A new biography, which portrays Pope Emeritus Benedict as a reluctant pope set on rescuing the Church from a hostile modern age, fails to capture the complex, original quality of his thinking.

There have been many biographies of popes while still popes but, until Peter Seewald’s two-volume Benedict XVI: A Life, never before one of a still-living retired pope. If he is still with us, in mid March, Joseph Ratzinger will have spent nine years as Emeritus Bishop of Rome, as Francis correctly referred to him on the night of his election.

I was fascinated to know how Seewald would handle this remarkable, final chapter in the second volume of his Benedict biog­raphy. How has it worked out? How have the two Popes connected, related? What is it like for Benedict, looking back at his pontificate in the light of what came next? 

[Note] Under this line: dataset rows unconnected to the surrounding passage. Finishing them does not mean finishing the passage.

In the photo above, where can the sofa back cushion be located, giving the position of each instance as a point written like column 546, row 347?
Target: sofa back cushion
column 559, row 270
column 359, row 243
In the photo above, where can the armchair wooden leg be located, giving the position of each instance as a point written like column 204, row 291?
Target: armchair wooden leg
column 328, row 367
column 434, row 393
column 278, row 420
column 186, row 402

Only that final chapter never comes. In Part One, Seewald follows Fr Ratzinger from celebrity professor in Tübingen in 1966 through to his 1977 appointment as Archbishop of Munich; Part Two covers his long tenure as cardinal prefect of the Congregation for the Doctrine of the Faith from 1981 until his election as Pope in 2005. Part Three is the pontificate, ending with the famous resignation in February 2013, at which point – but for some answers to a few “final questions” that dispose of charges that he is interfering in Francis’ pontificate –Seewald slams on the brakes. 

It is easy to see why. Seewald would have needed to deal with the undignified bids by the opposition to Francis to suborn the emeri­tus papacy, the various fateful co-publishing ventures that Benedict was forced to disown, as well as writings and speeches that stirred misunderstandings. You can see why neither the emeritus nor his secretary, Archbishop Georg Gänswein, wanted Seewald going there. And Seewald’s deference to these wishes is a reminder that Benedict’s long-standing interviewer is an insider, part of the circle of trust, which brings both strengths and weaknesses. 

A German journalist reconverted to Catholicism by Benedict who has often sat down with him over the decades to create best-selling books, Seewald enjoys unrivalled access, above all to Archbishop Gänswein, Benedict’s personal secretary since 2003 and for many years now his carer and gatekeeper. Seewald understands, as perhaps few do, how Benedict thinks, and his life’s mission, with which the biographer identifies. 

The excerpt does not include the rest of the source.